"Le brocart" de Miyamoto TERU le 17 avril 2003


"L'homme qui est supposé être votre mari a déclenché une affaire de double suicide dans la chambre d'un hotel d'Arashiyama. La femme qui était avec lui est morte, mais il est possible que lui s'en tire". Première lettre d'Aki

"Mais de Yukako, dont les cheveux luisant de reflets noirs d'avoir été mouillés par l'eau de mer tombaient jusqu'aux épaules et qui tendait ses joues à la chaleur du réchaud, se dégageait quelque chose comme un charme accompagné d'une certaine ombre." Première lettre d'Arima

Provoquée par une rencontre "inopinée", cette correspondance s'établit entre les deux ex-époux, dix ans après le drame.

Celui qui tisse un brocart connaît à l'avance les dessins que des fils de soie , d'or ou d'argent feront apparaître dans la trame du tissu.
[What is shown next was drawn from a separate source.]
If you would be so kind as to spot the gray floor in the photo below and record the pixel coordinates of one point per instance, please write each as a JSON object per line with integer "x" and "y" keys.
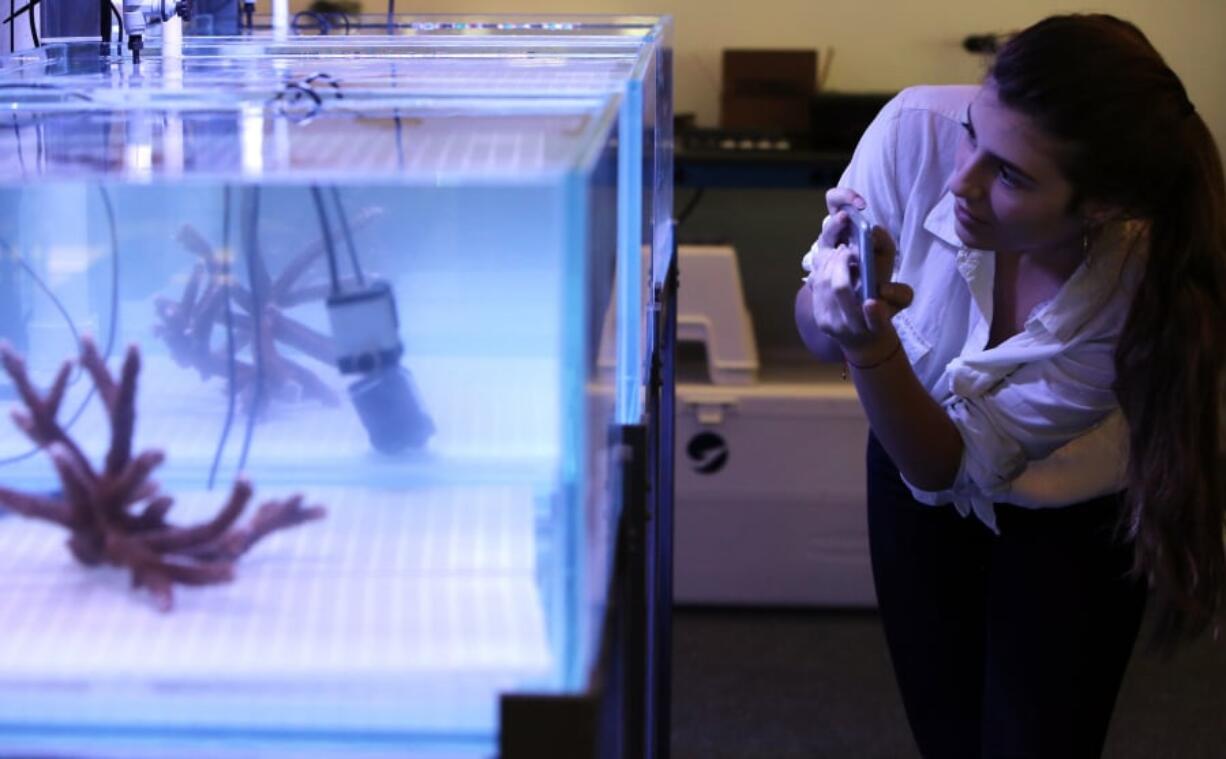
{"x": 786, "y": 684}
Dans le déploiement du "Brocart" (le roman) une idée, une impression retient particulièrement le lecteur; elle sera reprise, complétée par celui-là même qui l'a émise et c'est elle justement qui frappera son correspondant, provoquant l'émergence de circonstances, de sentiments jusqu'alors enfouis.

Ainsi l'intuition d'Aki devenue vision: "Entre Seo Yukako et vous passait un amour violent et secret , profond à en être triste, et sans aucun rapport avec moi" , conduit à raconter l'origine de cet amour, dont la scène emblématique (portrait supra) resurgit juste avant le drame et hante Arima tout au long du récit.

Ces échos, ces résonances (Annie souligne la place de la 39e symphonie de Mozart) nous les retrouvons pour tout ce qui est important dans le roman.

Jean souligne la subtilité et la particularité de cette écriture qui émane d'une culture différente de la nôtre.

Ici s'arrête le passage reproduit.